Occupy Calls For General Strike Next Week

Last General Strike brought tens of thousands of people to march on Oakland.

Occupy Oakland members are calling for a general strike on Tuesday  -- May Day -- as a show of unity between union and non-union workers.
    Group members announced their plans at a news conference this  morning at Telegraph Avenue and Broadway, which was the starting point for a  general strike in 1946 as well as for a large Occupy Oakland protest last  Nov. 2 that culminated in a march to the Port of Oakland to shut it down.
    Occupy Oakland is calling for "no work, no school and no business  as usual" on Tuesday.
    Member Steven Angell said, "We want people to get out of work and  get out of school and join us on the street.
    However, Angell said, there aren't any plans to shut down the Port  of Oakland this time around.
    Occupy Oakland members have also said they will attempt to shut  down the Golden Gate Bridge Tuesday if bridge, bus and ferry workers, who are  involved in ongoing labor negotiations with the bridge district, decide to  strike.
    Occupy Oakland spokeswoman Lauren Smith said earlier this week  that the Golden Gate Labor Coalition reached out to the group, citing its  experience organizing massive blockades.
    "Occupy Oakland has and will continue to support picket lines,"  Smith said. "We stand in solidarity with workers."
    The website for Occupy Oakland states that buses will be available  Tuesday morning to take protesters from Oakland to the bridge.
    Golden Gate Bridge Highway and Transportation District spokeswoman  Mary Currie declined to comment on the negotiations earlier this week but  said district officials were preparing for the potential strike.
    "All I can say is that it is unlawful and it will not be tolerated  or allowed," she said.
    "We need to work on our union situation, not play it out in the  media or play it out with a closure or potential closure," Currie said.
    Angell said Occupy Oakland is planning "decentralized actions"  leaving from three or four key commercial areas outside of downtown Oakland  at 9 a.m.
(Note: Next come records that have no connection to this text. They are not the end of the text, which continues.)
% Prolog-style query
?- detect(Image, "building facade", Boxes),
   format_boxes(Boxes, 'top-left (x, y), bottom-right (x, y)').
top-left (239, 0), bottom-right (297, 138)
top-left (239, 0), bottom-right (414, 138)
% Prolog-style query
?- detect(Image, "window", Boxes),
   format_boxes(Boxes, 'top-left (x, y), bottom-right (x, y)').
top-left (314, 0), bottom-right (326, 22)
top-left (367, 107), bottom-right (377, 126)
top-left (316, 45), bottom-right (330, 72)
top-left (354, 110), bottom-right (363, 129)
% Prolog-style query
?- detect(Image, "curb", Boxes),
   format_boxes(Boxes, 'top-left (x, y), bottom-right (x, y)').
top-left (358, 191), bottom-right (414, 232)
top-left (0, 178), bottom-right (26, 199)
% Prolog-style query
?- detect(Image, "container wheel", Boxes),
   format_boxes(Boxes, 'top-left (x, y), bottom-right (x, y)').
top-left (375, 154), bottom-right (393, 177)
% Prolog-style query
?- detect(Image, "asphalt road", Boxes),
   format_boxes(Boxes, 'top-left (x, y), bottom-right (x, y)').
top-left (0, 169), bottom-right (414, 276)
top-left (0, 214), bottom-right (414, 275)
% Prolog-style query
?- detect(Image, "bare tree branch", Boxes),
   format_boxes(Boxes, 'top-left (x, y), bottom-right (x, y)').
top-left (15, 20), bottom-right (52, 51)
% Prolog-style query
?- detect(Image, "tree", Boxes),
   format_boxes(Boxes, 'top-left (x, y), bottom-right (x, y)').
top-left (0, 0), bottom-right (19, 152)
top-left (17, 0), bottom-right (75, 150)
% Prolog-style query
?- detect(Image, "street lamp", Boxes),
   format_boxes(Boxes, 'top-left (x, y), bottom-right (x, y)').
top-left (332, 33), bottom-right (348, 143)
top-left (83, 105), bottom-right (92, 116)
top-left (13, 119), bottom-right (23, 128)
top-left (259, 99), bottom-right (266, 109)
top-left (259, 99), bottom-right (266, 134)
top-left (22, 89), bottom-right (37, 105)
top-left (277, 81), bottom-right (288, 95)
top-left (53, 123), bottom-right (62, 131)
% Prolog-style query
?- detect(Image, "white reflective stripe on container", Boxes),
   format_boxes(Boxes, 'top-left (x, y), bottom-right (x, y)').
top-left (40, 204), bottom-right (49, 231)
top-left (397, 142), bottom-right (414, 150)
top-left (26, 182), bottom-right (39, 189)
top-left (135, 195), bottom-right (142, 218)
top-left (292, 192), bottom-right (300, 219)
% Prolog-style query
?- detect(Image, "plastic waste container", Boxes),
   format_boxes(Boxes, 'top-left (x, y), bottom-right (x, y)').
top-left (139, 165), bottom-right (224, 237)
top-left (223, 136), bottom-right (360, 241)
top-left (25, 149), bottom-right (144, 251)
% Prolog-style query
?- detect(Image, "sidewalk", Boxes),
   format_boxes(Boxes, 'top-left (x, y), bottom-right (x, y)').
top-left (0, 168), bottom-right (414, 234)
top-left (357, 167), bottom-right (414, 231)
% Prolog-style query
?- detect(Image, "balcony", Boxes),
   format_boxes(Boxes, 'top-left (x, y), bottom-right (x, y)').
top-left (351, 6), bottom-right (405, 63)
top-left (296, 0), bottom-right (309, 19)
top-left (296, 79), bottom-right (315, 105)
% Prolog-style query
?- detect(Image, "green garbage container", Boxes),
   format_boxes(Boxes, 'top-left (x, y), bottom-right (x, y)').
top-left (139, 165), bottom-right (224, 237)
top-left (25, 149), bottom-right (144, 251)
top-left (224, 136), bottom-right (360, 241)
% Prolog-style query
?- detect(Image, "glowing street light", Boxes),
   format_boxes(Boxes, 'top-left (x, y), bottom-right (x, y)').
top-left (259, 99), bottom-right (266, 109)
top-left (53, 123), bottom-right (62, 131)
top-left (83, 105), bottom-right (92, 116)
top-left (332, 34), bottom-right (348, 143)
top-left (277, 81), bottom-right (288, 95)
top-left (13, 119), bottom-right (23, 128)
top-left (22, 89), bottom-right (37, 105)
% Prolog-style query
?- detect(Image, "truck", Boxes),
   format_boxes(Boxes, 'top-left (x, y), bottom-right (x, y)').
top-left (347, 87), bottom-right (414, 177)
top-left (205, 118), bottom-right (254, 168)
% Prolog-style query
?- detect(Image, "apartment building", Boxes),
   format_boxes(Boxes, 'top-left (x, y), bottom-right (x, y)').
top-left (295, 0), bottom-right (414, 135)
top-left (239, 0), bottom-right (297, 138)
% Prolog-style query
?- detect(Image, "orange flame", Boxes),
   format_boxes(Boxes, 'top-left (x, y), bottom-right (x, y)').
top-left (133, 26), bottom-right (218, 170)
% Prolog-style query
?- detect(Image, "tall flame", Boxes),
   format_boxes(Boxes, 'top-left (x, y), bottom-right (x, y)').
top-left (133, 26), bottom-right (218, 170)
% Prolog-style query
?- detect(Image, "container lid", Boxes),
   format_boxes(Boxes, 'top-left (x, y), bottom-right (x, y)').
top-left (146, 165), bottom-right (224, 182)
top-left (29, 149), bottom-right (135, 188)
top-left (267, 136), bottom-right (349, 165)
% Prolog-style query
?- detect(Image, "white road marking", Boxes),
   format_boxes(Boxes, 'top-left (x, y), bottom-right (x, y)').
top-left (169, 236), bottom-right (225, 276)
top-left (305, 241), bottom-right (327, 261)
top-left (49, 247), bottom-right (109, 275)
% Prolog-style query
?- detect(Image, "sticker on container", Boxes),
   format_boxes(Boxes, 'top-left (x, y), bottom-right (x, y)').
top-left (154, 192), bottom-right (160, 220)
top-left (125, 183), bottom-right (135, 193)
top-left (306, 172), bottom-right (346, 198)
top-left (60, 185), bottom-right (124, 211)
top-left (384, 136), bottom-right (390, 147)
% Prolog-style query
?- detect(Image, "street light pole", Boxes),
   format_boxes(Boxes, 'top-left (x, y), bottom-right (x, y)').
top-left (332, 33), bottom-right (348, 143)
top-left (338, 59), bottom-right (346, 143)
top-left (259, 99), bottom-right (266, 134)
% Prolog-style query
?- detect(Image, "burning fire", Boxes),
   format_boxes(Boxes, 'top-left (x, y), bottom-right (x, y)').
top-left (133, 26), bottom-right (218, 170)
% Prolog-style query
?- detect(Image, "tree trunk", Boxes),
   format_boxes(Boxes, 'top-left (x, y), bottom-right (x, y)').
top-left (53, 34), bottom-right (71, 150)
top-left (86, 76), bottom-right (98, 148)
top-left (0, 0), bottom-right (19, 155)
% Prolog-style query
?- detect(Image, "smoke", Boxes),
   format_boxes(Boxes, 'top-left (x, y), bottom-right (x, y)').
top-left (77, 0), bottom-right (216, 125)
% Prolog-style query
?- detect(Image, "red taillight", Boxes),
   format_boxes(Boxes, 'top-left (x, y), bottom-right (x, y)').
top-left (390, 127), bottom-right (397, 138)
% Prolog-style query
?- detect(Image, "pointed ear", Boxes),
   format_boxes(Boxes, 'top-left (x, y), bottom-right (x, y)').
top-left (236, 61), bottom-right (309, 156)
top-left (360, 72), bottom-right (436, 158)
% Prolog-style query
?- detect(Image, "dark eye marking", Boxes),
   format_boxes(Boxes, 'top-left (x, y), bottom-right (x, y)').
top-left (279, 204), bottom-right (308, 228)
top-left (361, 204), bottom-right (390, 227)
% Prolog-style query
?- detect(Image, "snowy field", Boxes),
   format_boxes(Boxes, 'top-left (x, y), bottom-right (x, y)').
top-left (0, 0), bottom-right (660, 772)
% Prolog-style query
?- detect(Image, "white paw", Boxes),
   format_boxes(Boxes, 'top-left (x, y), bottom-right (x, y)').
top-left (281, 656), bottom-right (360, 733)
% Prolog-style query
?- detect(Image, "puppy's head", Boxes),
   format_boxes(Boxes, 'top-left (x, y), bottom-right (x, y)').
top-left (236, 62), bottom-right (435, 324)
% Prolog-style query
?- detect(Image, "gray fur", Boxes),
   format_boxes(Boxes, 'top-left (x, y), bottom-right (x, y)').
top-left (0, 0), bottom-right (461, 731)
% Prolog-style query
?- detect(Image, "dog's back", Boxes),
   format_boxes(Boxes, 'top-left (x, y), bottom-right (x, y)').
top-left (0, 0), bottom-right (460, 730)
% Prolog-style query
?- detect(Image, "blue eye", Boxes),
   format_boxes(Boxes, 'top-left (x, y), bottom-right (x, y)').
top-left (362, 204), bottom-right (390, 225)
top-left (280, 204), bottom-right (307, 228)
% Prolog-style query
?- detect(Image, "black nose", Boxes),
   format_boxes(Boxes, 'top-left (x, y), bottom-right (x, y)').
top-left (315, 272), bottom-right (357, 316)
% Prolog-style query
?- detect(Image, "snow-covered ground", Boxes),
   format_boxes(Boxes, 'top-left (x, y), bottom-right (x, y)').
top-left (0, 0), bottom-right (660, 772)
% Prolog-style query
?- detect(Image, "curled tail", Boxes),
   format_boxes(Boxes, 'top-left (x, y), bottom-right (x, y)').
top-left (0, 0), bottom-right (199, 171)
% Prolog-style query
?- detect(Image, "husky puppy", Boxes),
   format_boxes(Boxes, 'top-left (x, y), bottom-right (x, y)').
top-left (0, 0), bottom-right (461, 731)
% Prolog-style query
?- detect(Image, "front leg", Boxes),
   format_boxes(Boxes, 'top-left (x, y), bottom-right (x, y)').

Tuesday.
    Those actions could take the form of strike enforcement brigades,  such as pickets, blockades and marches, he said.
    There will be a mass rally from noon until 1 p.m. at 14th Street  and Broadway, and there will be themed actions and marches around downtown  from 1 p.m. to 3 p.m.
    At 3 p.m., Occupy Oakland protesters are encouraged to join the  "March for Dignity and Resistance," which is stressing worker and immigration  rights.
    That march will begin at the Fruitvale Plaza, continue to San  Antonio Park, on Foothill Boulevard between 16th and 18th avenues, and wind  up in downtown Oakland.
    Angell said Occupy Oakland protesters and participants in the  March for Dignity and Resistance will then converge downtown between 6 p.m.  and 7 p.m.